Funny, cause each of the 4 members of my family individually commented that that was the funniest strip in Sunday’s paper! We corrupted them young… :stuck_out_tongue:

Thanks for the explanation folks. It now makes perfect sense to me.:slight_smile:
I never watched much Star Trek, so this strip didn’t make much sense to me.

I did see the recent Star Trek movie, which I really liked. And I recall seeing an episode of Star Trek where Kirk & Spock go back in time and stay at a mission run by a pacifist woman who has to die or else Hitler wins the war. That was pretty good.

Other than that nobody would ever call me a Trekkie.

If you ever watch the movie again, watch for the “red shirt” in the sequence where Kirk, Sulu, and a third random crew member we haven’t seen before skydive down toward the drilling platform so they can blow it up. All of us Trek fans in the audience knew as soon as he showed up that he was doomed.
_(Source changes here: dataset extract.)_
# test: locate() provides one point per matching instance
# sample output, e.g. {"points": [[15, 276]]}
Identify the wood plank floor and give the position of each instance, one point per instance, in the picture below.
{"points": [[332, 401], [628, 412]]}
City on the Edge of Forever. The woman was Joan Collins.

It’s unfortunate that that’s one of the few you saw because it’s fairly uniformly considered one of the best of the original <70 episodes. :wink:

Some of the others might seem pretty pale by comparison if that was the litmus.

Still, if you get a chance, there are a few others you might also like. Try The Squire of Gothos on for size and see if you dig it :slight_smile:

Also, Balance of Terror, Starfleet’s first look at Romulans.

And The Enterprise incident. Another espionage story with Romulans.

And The Corbomite Maneuver. Featuring Ron Howard’s bro. But it’s still a good one.

Not to mention The Trouble with Tribbles.

And both Harry Mudd episodes.

He wasn’t exactly random–he was the Chief Engineer.
And he was carrying the explosives…

See my researched project: “Star Trek Death”.

Note: We have a member here called Der Trihs.

Just a note, the reason the red shirts died at such a prodigious rate compared to the blue and gold is the fact that the colours represented which division they were in.

Gold was command.
Blue was science and medical.
Red was ‘ops’ - that is to say, everybody else. Including security, and engineering (who got dinged disproportionately, too, if I remember correctly).

Obviously, since the security guys will be put into harms way more than anyone except the core cast (who aren’t going to die, usuakky), they die a lot. Often en masse.

Funnily enough, if Memory Alpha’s count is correct, TNG continued the tradition of disproportionate red shirt deaths, despite swapping ops and command colours, as they seem to have killed off the flight commanders (a command position) more often than anyone.